Low EQ leads to poor communication skills. It damages your credibility and makes others feel less confident in you. When you’re emotionally intelligent, you’re aware of your emotions, as well as the feelings and needs of those around you. Having a high EQ helps you manage social situations and relationships, and enables you to regulate your emotions accordingly.
A little bit of sarcasm can come across as funny at times, but if you live to spout sarcastic comments, you may be unwittingly creating a toxic environment. This is especially true if you focus your snark on belittling others or enjoy giving backhanded comments to subordinates.
If you think your constant sarcastic comments are scoring points or making you look smart, think again. Sarcasm makes you seem bitter, angry and arrogant. Try being nice. Treat everyone with a level of decorum and respect. Resist the urge to chide others or throw verbal zingers to get a laugh at someone else’s expense.
The ability to think on your feet and be open to suggestions and ideas is crucial to being able to adapt to unexpected changes in any business. When you’re too rigid in your thinking and decision-making, you can inadvertently limit your options or be unable to make quick adjustments as needed — and this will adversely affect your business.
Yes, planning and scheduling are a necessary part of any business, but you also need to weigh the importance of following through with a particular strategy or method versus what you may gain (or lose) by sticking to your guns. Any successful company will sometimes need to exercise flexibility and find creative solutions in unexpected situations. Work to be part of the solution, not the problem.
Failed promises and flaky leadership diminish your credibility with those you work with. If you want to preserve your influence and earn the respect of others, you’re going to need to learn to follow through and follow up.
That means being dependable, hearing others out and acting with integrity. If you say you’re going to do something, do it. And just as important, work to build trust and mutual respect with colleagues, employees, clients and customers. Support those around you, be there for them, and you will earn yourself and your business a loyal following.
The success or failure of a business is often based on timing — knowing when to leap and when to stand back, analyze and consider your options.
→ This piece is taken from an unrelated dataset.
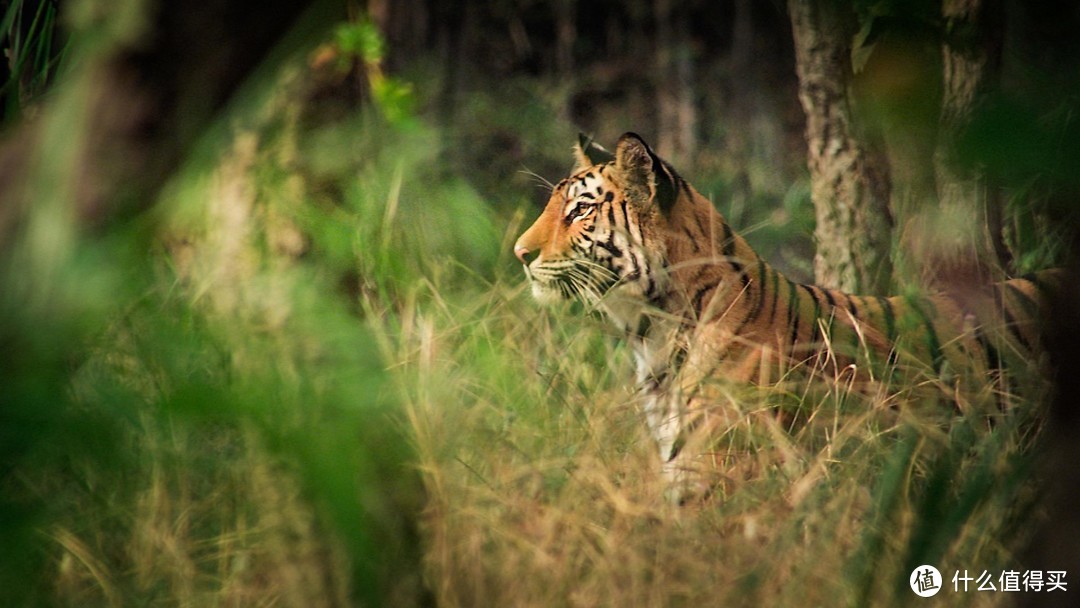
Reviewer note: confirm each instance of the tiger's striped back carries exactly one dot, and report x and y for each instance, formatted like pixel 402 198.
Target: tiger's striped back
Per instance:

But making these decisions requires an ability to step back and have the patience to contemplate the bigger picture.
Business is a balancing act of aggressiveness and reservation. Impatience can lead to hasty decisions that lock you into a bad arrangement. Being determined and eager is a good thing; being rash and making snap decisions is not.
We usually assume that the most successful people in business are those who have all their ducks in a row — they have a meticulous plan and know exactly where each decimal goes. But if everything is perfectly lined up, you’re only allowing yourself to see as far as the end of that list. Anything beyond those computations or conclusions is also beyond you and your control, and this can leave you flailing.
Being a control freak hampers your ability to make quick decisions. You can easily become overwhelmed by your sense of perfectionism and grow frustrated when things don’t go as planned. What if, instead of trying to control everything, you embraced the unpredictable? Give it a try and see how liberating it is to let go.
It’s easy to feel cynical sometimes, but those who fundamentally lack empathy or fail to show compassion will find their toxic attitude is corrupting their company. Cynicism makes you look defensive and angry. Empathy helps others feel connected and understood. We’re naturally drawn to those who are supportive and seem relatable.
By showing we care and understand what others are going through, we create a supportive atmosphere that draws people in. Empathy and caring make others feel valued, and that makes customers more inclined to stay loyal and employees more inclined to work hard. So, when you feel cynicism creeping in, remember that showing your human side and letting people know you care can also be profitable.